Initial Publication Date: September 20, 2024

Howard Community College: Using the TIDeS module in PHYS 106- Earth and Space Science

Beth Dushman, Howard Community College

Why I Revised My Course

About the Course

PHYS 106- Earth and Space Science

Level: Most students take this course to fulfill a general education requirement. A few students take it as a requirement for an education major. Most classes have a large variety of student majors. As HCC does not have a geology or meteorology program, there are no majors, and very, very few students who intend to continue on in Earth Science. Occasionally, students will take the course and then decide to focus on an Earth Science program when they transfer.
Size: 24 students
Format: 2 lecture sessions, 80 minutes each and one 3-hour lab per week

Syllabus for PHYS 106 Earth and Space Science (Acrobat (PDF) 397kB Sep20 24)

The original course fell into the common trap of providing a huge amount of information without asking students to engage in the process of science themselves. In this new version, students engage with scientific practices, ask questions, and analyze data many times throughout the semester, helping them to build confidence in their ability as scientists and teachers. We hope that through the TIDeS curriculum, students will feel more comfortable engaging in, and eventually teaching, the basics of science. We use real-world data and place-based examples to motivate students to learn about locations and issues that they care about, bringing science into their lives instead of thinking about abstract concepts.

The TIDeS labs were a useful learning tool which took the lessons from lecture and gave an understandable context for them. They were most beneficial for my learning due to the high amount of student participation and engaging discussion.


My Experience Teaching with TIDeS Materials

I ended up mostly using these activities in lab, with a few of them in lecture. Overall, though, I found that I needed to do some more traditional lecturing (although I tried to break it up to smaller chunks) to get students up to speed for each activity.
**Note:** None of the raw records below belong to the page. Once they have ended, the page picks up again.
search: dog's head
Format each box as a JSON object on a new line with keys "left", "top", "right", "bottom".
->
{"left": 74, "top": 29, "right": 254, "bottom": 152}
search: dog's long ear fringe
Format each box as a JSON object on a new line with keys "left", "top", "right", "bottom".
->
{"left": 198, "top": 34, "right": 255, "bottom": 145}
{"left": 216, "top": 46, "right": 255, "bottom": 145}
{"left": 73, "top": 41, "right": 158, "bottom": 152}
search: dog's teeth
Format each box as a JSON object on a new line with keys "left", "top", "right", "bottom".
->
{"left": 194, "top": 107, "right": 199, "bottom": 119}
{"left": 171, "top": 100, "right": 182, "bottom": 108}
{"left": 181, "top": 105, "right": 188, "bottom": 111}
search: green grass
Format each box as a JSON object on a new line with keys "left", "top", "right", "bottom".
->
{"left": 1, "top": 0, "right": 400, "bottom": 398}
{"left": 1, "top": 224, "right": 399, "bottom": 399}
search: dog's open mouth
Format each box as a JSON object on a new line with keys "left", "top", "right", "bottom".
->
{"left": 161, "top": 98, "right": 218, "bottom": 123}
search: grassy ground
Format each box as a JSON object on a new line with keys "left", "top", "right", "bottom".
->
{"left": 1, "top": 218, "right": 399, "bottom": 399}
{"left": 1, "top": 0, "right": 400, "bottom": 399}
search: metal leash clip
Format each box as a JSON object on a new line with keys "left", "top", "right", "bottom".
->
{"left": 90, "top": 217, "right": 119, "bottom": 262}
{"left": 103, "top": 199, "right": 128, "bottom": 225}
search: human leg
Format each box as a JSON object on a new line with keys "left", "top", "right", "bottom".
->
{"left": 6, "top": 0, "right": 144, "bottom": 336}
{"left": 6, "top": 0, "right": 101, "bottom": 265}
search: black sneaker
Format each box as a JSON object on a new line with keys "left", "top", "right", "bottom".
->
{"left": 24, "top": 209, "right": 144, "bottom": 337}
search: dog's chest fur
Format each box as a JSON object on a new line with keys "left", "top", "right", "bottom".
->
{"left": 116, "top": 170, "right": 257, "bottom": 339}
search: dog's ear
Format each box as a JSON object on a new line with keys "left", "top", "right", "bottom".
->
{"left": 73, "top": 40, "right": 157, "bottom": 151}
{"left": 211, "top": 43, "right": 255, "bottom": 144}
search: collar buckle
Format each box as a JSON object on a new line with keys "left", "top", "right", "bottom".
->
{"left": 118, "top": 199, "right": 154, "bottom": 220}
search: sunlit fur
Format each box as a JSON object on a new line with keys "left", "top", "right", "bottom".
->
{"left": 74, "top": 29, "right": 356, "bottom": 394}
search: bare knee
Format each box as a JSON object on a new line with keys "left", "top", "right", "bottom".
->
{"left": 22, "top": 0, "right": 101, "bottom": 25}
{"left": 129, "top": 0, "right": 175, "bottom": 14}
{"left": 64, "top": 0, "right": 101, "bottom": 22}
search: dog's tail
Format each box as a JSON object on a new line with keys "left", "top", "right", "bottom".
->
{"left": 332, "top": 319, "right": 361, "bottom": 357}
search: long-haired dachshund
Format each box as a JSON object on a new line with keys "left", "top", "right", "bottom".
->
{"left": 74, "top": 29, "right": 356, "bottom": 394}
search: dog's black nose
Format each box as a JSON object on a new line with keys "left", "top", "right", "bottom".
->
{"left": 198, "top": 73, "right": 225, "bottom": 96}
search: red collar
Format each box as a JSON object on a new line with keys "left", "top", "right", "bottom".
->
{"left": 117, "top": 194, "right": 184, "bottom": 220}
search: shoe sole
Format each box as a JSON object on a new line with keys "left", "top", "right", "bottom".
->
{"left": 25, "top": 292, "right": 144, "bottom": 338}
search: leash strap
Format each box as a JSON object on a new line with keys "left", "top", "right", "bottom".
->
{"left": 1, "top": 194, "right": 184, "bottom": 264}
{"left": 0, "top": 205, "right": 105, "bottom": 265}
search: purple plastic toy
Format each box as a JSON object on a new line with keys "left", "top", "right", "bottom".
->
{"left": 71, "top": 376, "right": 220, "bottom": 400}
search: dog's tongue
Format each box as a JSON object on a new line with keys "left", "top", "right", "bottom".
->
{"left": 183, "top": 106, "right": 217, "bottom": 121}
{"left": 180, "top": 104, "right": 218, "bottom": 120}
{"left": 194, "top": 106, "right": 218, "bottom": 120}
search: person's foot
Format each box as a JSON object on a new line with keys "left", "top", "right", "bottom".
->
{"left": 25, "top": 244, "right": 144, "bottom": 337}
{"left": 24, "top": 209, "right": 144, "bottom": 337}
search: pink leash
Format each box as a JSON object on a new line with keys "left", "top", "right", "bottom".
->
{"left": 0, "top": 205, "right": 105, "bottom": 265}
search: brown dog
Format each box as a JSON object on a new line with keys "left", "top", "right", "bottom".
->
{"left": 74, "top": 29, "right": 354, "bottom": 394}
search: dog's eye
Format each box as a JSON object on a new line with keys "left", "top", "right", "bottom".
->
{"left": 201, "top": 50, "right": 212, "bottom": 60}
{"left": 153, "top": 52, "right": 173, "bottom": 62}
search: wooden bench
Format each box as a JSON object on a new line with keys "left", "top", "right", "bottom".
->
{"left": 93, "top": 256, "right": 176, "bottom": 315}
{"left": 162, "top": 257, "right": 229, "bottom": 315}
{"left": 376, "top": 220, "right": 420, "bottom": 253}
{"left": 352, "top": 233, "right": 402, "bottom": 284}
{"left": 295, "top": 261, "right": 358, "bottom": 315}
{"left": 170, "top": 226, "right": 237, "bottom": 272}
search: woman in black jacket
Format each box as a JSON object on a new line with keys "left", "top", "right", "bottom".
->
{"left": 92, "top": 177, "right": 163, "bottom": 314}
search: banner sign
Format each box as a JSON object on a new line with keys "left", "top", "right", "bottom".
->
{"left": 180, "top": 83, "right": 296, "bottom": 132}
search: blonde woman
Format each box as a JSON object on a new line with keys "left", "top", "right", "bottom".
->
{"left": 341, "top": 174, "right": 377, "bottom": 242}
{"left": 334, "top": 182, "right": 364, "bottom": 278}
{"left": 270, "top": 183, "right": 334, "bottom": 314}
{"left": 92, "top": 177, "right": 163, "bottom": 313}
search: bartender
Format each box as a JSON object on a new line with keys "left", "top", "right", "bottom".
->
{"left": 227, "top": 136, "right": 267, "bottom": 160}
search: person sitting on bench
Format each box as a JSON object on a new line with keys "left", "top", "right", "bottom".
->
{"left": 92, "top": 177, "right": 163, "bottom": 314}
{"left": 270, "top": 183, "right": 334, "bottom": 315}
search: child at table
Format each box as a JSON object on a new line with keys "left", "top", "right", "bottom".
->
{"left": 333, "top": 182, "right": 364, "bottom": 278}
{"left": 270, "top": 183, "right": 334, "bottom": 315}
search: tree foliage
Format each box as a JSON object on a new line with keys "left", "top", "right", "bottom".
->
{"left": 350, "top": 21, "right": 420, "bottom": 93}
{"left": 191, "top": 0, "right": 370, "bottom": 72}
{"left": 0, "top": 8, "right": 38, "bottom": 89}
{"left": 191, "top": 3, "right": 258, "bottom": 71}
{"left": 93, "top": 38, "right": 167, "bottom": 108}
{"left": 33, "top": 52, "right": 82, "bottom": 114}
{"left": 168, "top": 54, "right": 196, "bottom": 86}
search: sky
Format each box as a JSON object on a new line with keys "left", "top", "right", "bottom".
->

A Unit-by-Unit Breakdown of How I Taught this Module

Assessments

Each TIDeS activity was graded according to the rubric on the worksheets. Most of them were used as lab activities, and some were in lecture class. I still gave traditional exams, but because there were more points available overall from the in-class activities, the exams were slightly lower stakes. Furthermore, all of the exams included open-ended questions where students were asked to share specific things they learned or found particularly useful or interesting. This gave the students a chance to reflect on what they learned and helped boost confidence in test-taking.

Outcomes

Student feedback showed that students felt much more comfortable with the processes of science and in their own ability to do science, which was the major outcome for the project. Student feedback also indicated that they recognized the importance of Earth Science in their non-academic lives and in local and global socioeconomic and geopolitical issues.